Le musicien new-yorkais, il faut dire, est un des maîtres jazzmen de notre ère ayant intégré au jazz moderne la musique classique pour piano. Et lorsque Julie s'est présentée chez lui dans la Grosse Pomme...

«J'avais fermé ce tiroir jusqu'à ce qu'il me rappelle la pianiste classique que j'avais d'abord été. Il m'a dit Julie, sors tes partitions classiques, réétudie tout ça, fais la connexion. Je me souviens d'être sortie de chez lui en état de choc; il avait changé ma position, m'avait suggéré de travailler sur des oeuvres de Brahms... Il m'avait remise en question.»

Bien assez pour que cette idée de lier jazz et musique classique fasse son chemin.

«J'ai étudié le jeu de Fred, je l'ai observé sur vidéo, j'ai beaucoup appris en analysant ses albums. La jonction entre classique et le jazz, j'estime que c'est lui qui l'a poussée le plus loin - enfin parmi les musiciens que je connais. C'est si difficile d'avoir les deux! Et c'est aussi ce que je vise désormais.»

En 2007, Julie Lamontagne a créé une pièce inspirée du Concerto pour piano no 3 de Rachmaninov, ce qui a donné la pièce Rachmania. Lentement, le projet de faire un album entier de jazzifications classiques a pris forme. Aujourd'hui, cet Opusjazz qui vient d'être lancé (sous étiquette Justin Time) se décline en plusieurs adaptations que décrit sommairement la principale intéressée.

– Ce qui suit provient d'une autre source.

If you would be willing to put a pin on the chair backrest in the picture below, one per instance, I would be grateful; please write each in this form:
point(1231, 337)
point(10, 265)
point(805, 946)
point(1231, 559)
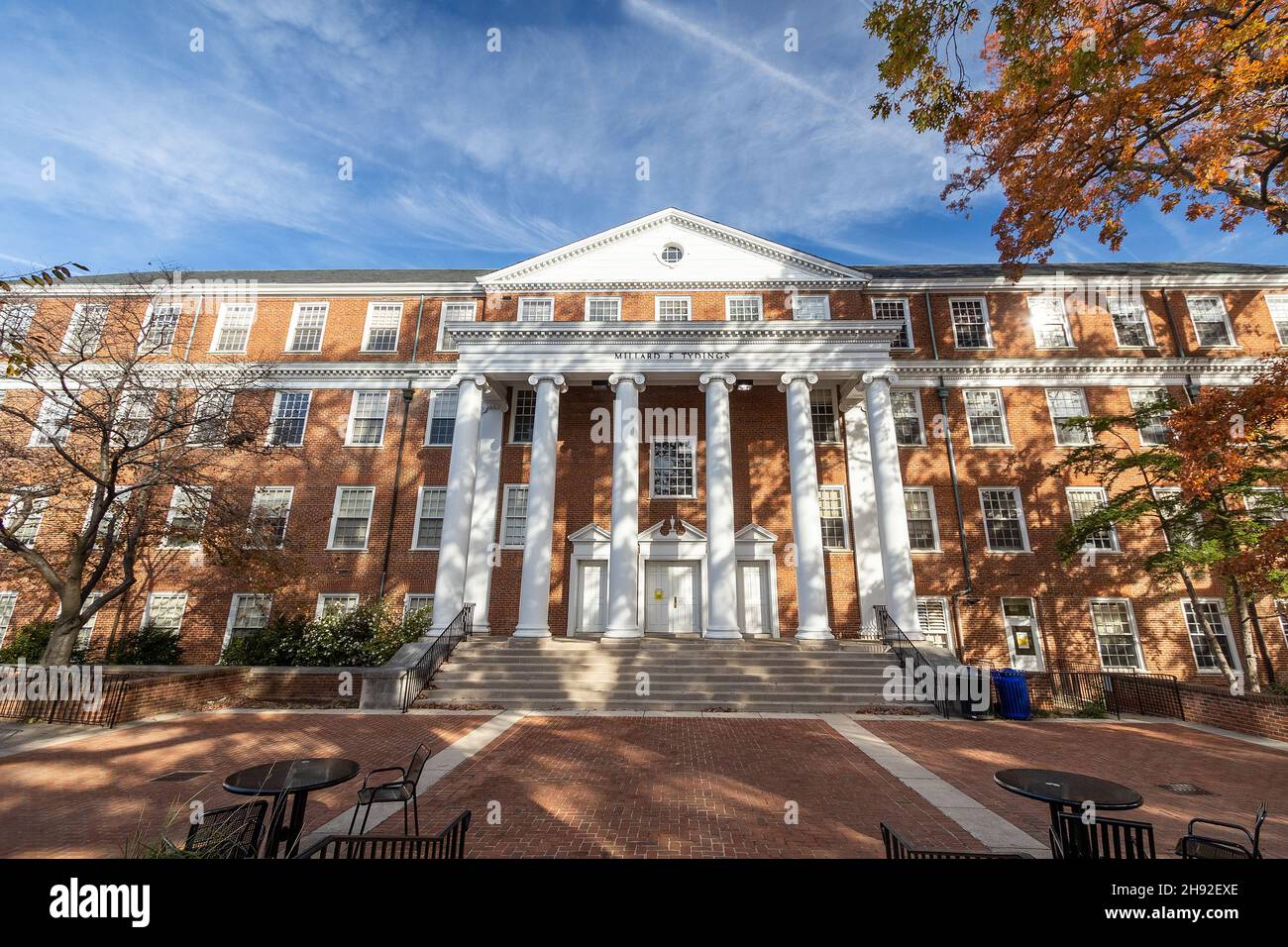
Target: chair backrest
point(1104, 838)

«L'éveil, c'est la Pavane de Fauré. Waltz for Fred est une valse de Brahms qui a l'air simple, mais qui révèle une grande densité... et dédiée à Fred Hersch. Pour Bach, j'ai eu du mal et j'ai fini par refaire le Prélude no 1 en do majeur que j'ai refait en mode mineur. L'Hallelujah de Handel est devenu L'hymne de Monsieur H. La suite de Debussy Pour le piano (Prélude; Sarabande; Toccata) est devenue la Trilogie colorée (Doré-Violet-Jaune). Je n'ai vraiment aucun mal à m'identifier à Debussy dont la sonorité est proche du jazz. Pour Ravel, j'ai repris la Pavane pour une infante défunte. Ravel, c'est carrément jazz par bouts! Chopineries est un pot-pourri de Chopin (une nocturne, une ballade, une valse), pièces réharmonisées. André Mathieu m'a donné Prélude romantique, riche en harmonies et propice à l'improvisation.»

La musicienne compte ainsi jouer ce matériel en première partie du guitariste Al Di Meola dans le cadre d'une tournée québécoise qui s'arrêtera deux soirs au festival Montréal en lumière. La suite des choses? Il est question d'enrichir ce matériel d'une section de cordes.

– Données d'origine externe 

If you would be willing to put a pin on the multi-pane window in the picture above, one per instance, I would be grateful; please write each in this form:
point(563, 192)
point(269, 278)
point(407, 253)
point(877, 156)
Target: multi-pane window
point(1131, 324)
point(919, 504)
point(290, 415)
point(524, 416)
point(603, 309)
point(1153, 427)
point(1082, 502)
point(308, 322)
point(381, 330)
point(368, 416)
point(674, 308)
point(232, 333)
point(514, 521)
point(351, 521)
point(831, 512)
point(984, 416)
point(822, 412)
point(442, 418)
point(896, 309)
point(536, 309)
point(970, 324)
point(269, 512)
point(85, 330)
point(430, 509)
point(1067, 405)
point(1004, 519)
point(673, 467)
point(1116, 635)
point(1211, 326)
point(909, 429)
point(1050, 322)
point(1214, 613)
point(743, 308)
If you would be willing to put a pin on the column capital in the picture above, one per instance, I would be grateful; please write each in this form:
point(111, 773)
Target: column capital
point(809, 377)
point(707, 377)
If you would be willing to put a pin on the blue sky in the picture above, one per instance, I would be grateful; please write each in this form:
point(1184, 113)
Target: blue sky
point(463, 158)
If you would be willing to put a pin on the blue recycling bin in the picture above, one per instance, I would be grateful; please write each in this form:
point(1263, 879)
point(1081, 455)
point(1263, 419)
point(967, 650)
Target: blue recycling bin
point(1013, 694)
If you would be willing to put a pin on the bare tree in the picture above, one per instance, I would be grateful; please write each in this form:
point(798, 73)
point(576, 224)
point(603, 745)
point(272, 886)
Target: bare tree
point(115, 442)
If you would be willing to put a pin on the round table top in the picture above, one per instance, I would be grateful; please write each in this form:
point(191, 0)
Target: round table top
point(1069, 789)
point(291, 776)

Pour vraiment faire carrière sur la planète jazz, Julie Lamontagne a dû se départir de ses réflexes pop de directrice musicale et de claviériste vedette. On a beau s'avérer jazzwoman de haut niveau, difficile de voir son salaire fondre comme neige au soleil afin de faire valoir son plein potentiel. Généralement, c'est le contraire qui se produit dans la vie professionnelle, n'est-ce pas? Et puisque ce genre ne traverse pas la meilleure des périodes de son histoire, puisque son marché n'est pas en expansion, le choix d'embrasser le jazz est un pensez-y bien.

«Depuis la sortie de mon album précédent (Now What, 2009), c'était clair dans ma tête, mais... j'avais souvent le réflexe d'accepter les contrats pop sans trop réfléchir. C'était tellement ancré en moi! Dix ans de scène avec Isabelle Boulay, c'était quand même la dolce vita. J'étais très bien traitée, Isabelle est une soie! Être chef de son orchestre m'avait quand même maintenue alerte...

«Puis j'ai fait une grosse transition. Aujourd'hui, je fais encore de la pop (Marie-Christine Depestre ou Marie-Élaine Thibert), mais ce que j'accepte doit être stimulant musicalement et me permettre de mener à bien mes affaires. Ainsi, je souhaite mettre mes projets personnels de l'avant avec l'espoir de les exporter. Et, surtout, être en accord avec ce que je suis vraiment.»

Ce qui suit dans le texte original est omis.